Argument 3. (132b-c) To the suggestion that each Form is a thought existing in a soul, thus maintaining the unity of the Form, Parmenides replies that a thought must be a thought of something that is a Form. Thus we still have to explain the participation relation. Further, if things share in Forms which are no more than thoughts, then either things consist of thoughts and think, or else they are thoughts, yet do not think.

Argument 4. (132c-133a) Socrates now suggests that the Forms are patterns in nature (paradeigmata - paradigms) of which the many instances are copies or likenesses. Parmenides argues that if the many instances are like the Forms, then the Forms are like their instances. Yet if things are like, then they come to be like by participating in Likeness; therefore Likeness is like the likeness in concrete things, and another regress is generated.

Argument 5. (133a-134e) Called the "greatest difficulty" (133a) by Parmenides, the theory of Forms arises as a consequence of the assertion of the separate existence of the Forms. Forms do not exist in our world but have their being with reference to one another in their own world. Similarly, things of our world are related among themselves, but not to Forms. Just as Mastership has its being relative to Slavery, so mastership in our world has its being relative to slavery in our world. No terrestrial master is master of Slave itself, and no terrestrial master-slave relation has any relationship to the ideal Master-Slave relation. And so it is with knowledge. All our knowledge is such with respect to our world, not to the world of the Forms, while ideal Knowledge is knowledge of the things not of our world but of the world of the Forms. Hence, we cannot know the Forms. What is more, the gods who dwell in the divine world, can have no knowledge of us, and nor can their ideal mastership rule us.

In spite of Socrates' inability to defend the theory against Parmenides' arguments, in the following transitional section of the dialogue Parmenides himself appears to advocate the theory.
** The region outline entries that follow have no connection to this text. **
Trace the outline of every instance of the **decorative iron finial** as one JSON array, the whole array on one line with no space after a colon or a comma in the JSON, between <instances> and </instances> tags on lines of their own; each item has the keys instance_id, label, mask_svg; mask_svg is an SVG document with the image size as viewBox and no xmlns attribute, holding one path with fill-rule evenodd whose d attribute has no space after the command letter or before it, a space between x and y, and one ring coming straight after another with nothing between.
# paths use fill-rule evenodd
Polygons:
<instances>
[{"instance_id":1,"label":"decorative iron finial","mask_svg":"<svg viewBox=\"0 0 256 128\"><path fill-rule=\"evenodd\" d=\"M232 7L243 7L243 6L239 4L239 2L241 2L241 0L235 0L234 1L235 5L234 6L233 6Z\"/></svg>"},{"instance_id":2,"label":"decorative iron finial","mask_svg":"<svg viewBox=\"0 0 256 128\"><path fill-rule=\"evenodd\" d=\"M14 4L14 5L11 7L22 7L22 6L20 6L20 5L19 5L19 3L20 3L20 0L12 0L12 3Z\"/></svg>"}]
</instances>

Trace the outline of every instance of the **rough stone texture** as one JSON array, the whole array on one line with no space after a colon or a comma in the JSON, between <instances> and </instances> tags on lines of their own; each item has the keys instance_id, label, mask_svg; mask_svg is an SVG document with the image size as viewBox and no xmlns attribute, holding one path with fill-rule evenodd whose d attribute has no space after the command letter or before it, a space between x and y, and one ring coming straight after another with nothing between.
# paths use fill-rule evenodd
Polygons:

He insists that without Forms there can be no possibility of dialectic, and that Socrates was unable to uphold the theory because he has been insufficiently exercised. There follows a description of the kind of exercise, or training, that Parmenides recommends. The remainder of the dialogue is taken up with an actual performance of such an exercise, where a young Aristoteles (later a member of the Thirty Tyrants, not to be confused with Plato's eventual student Aristotle) takes the place of Socrates as Parmenides' interlocutor.